PPIs Shown to Increase Risk of Death

Heartburn, acid reflux and GERD are typically treated with Proton Pump Inhibitors (PPIs) like Prevacid, Nexium, Prilosec, Zantac and Pepcid. Because they’re so commonly prescribed – the latest estimates are that approximately 15 million Americans use PPIs, making it a $13 billion industry globally – most people think nothing of taking them or popping OTC heartburn relief products.

But these medications are only suppressing symptoms by blocking the production of stomach acid, they’re not curing the underlying issue that’s causing you to feel miserable. And what’s worse – they’re known to cause additional serious health problems, including bone fractures, serious vitamin/mineral deficiencies, vomiting, kidney disease, infectious diarrhea, and more. Now researchers are reporting – not for the first time – that they are associated with an increased risk of death as well.

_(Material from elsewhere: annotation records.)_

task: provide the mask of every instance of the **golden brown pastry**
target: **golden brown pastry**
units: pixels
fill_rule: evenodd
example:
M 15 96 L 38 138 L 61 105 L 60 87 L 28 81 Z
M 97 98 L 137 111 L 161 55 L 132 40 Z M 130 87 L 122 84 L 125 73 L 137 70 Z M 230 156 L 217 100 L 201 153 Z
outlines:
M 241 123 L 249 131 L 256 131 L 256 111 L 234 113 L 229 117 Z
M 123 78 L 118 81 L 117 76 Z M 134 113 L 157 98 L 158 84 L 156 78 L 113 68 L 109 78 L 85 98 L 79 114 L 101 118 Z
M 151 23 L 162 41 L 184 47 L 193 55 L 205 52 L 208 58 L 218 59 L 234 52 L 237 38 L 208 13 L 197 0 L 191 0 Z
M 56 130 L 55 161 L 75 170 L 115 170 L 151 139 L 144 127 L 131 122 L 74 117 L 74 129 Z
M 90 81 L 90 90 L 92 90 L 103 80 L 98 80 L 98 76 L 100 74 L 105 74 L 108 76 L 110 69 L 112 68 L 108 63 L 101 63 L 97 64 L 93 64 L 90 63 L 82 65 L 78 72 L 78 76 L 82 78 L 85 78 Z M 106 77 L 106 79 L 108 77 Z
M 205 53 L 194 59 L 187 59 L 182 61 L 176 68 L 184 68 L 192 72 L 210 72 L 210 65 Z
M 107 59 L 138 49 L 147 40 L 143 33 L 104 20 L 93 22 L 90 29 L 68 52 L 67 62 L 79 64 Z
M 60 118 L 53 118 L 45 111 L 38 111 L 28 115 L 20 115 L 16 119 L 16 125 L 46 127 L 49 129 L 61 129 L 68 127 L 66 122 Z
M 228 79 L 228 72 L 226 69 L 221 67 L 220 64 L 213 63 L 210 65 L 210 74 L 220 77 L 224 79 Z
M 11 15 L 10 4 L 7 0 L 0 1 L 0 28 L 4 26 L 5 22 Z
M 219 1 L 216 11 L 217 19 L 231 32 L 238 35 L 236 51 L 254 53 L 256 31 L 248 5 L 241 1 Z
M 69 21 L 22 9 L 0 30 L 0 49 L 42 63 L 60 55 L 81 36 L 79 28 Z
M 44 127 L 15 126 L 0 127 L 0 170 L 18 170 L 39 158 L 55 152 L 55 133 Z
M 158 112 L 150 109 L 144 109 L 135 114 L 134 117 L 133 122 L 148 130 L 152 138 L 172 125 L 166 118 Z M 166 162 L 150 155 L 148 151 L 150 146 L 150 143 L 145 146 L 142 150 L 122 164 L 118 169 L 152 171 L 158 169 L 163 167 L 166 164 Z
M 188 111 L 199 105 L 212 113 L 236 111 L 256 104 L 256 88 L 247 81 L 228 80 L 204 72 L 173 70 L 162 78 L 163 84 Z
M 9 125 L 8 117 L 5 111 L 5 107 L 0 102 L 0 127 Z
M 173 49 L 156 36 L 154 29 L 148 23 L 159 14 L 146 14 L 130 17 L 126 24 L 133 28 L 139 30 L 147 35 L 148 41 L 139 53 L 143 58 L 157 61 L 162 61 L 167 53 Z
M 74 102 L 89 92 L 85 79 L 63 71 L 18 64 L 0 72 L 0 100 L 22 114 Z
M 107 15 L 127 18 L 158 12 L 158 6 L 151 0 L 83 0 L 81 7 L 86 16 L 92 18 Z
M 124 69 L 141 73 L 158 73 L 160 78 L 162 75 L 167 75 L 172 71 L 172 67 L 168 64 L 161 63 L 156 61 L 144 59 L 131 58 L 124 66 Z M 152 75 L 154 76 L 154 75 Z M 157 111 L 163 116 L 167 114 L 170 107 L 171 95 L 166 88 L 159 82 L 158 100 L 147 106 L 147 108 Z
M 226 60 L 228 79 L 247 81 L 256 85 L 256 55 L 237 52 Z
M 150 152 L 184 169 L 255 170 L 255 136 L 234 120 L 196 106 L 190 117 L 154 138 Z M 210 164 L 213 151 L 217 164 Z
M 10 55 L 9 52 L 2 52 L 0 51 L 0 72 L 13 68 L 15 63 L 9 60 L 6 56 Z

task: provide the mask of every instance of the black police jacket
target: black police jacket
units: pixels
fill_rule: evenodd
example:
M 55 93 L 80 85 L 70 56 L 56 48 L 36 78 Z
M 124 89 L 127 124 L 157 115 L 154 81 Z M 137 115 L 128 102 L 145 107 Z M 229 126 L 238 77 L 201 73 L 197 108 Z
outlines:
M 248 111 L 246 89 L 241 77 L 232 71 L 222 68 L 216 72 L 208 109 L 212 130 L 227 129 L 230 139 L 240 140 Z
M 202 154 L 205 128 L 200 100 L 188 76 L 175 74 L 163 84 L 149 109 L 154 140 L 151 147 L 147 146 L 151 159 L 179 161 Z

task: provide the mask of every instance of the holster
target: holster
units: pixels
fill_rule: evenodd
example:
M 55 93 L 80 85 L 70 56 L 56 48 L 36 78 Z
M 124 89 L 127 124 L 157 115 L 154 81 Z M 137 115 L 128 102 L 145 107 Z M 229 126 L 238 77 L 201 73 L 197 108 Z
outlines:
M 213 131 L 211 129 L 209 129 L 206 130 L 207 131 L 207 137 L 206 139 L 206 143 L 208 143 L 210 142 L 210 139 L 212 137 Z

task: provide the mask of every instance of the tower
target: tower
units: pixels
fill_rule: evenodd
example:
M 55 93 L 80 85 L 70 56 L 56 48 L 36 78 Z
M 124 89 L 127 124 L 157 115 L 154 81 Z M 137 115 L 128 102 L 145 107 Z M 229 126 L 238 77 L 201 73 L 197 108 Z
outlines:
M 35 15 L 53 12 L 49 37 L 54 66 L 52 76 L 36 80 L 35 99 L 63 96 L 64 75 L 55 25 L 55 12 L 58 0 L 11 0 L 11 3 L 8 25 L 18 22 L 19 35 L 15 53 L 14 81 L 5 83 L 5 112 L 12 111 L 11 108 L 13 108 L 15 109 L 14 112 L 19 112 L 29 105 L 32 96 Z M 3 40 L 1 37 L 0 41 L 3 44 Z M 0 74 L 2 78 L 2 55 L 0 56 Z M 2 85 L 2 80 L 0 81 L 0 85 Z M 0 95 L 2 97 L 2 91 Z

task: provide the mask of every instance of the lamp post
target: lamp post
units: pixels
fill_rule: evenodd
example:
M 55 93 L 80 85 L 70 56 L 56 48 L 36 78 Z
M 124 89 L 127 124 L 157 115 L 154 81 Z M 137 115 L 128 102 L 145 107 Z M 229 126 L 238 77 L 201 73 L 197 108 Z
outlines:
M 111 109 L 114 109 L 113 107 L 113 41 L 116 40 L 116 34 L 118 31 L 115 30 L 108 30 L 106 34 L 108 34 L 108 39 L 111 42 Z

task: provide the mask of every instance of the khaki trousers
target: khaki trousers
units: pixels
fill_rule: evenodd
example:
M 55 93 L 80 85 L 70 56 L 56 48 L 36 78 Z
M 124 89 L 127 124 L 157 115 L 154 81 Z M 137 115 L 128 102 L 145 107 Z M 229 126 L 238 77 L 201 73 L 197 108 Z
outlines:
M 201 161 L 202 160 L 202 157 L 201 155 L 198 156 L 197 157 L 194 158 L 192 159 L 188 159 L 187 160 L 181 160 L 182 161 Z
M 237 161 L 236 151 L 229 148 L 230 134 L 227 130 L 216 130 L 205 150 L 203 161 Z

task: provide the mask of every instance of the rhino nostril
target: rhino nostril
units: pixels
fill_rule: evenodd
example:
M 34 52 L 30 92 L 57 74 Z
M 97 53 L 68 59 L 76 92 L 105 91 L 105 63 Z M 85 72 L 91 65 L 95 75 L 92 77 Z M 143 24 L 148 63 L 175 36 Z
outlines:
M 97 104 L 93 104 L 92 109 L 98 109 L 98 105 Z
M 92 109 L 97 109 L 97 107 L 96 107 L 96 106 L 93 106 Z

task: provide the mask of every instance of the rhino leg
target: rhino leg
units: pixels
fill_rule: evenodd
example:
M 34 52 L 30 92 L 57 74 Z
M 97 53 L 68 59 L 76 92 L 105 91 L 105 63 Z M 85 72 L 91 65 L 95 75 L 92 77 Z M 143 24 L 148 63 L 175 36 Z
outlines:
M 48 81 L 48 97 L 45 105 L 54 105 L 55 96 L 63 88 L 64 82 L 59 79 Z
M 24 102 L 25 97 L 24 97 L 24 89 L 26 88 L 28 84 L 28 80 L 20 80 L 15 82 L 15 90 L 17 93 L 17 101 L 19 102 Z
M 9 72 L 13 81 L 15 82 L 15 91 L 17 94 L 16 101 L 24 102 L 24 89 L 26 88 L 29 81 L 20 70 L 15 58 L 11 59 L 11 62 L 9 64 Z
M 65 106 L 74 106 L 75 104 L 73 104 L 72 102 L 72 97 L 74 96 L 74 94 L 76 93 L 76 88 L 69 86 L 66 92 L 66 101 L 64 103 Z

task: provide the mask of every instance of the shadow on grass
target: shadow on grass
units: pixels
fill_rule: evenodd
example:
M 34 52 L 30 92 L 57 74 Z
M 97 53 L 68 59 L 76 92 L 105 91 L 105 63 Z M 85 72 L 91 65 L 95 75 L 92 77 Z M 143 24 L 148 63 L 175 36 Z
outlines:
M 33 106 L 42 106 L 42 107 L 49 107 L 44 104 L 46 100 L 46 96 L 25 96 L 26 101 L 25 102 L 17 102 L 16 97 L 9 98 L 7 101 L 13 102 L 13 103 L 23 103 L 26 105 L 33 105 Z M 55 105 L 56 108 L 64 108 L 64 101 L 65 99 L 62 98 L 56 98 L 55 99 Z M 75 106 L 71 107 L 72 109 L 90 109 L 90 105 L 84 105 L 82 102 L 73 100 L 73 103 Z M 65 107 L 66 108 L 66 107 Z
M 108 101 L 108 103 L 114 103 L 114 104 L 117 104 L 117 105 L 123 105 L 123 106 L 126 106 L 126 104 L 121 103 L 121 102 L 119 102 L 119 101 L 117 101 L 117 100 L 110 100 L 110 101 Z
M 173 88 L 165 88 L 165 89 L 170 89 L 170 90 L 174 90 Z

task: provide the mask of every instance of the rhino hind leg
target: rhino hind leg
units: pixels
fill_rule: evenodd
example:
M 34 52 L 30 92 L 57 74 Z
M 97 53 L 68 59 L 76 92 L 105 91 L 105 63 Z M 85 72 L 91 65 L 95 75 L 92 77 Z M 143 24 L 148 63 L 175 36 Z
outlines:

A new study, published in The BMJ, followed over 214,000 new PPI users for ten years and found there were “45 excess deaths for every 1,000 PPI users”. Causes of these early deaths included cardiovascular or chronic kidney disease, or upper digestive system cancers. To make matters worse, about half of the people who had been prescribed PPIs had none of the indicators for their use. Similar results are being reported by medical and pharmaceutical journals all around the world, with cases of overprescription and/or prescriptions given without a clear indication ranging from 40 percent to over 70 percent. In fact, the Pharmaceutical Journal reports that overprescription of PPIs has become “the norm” globally.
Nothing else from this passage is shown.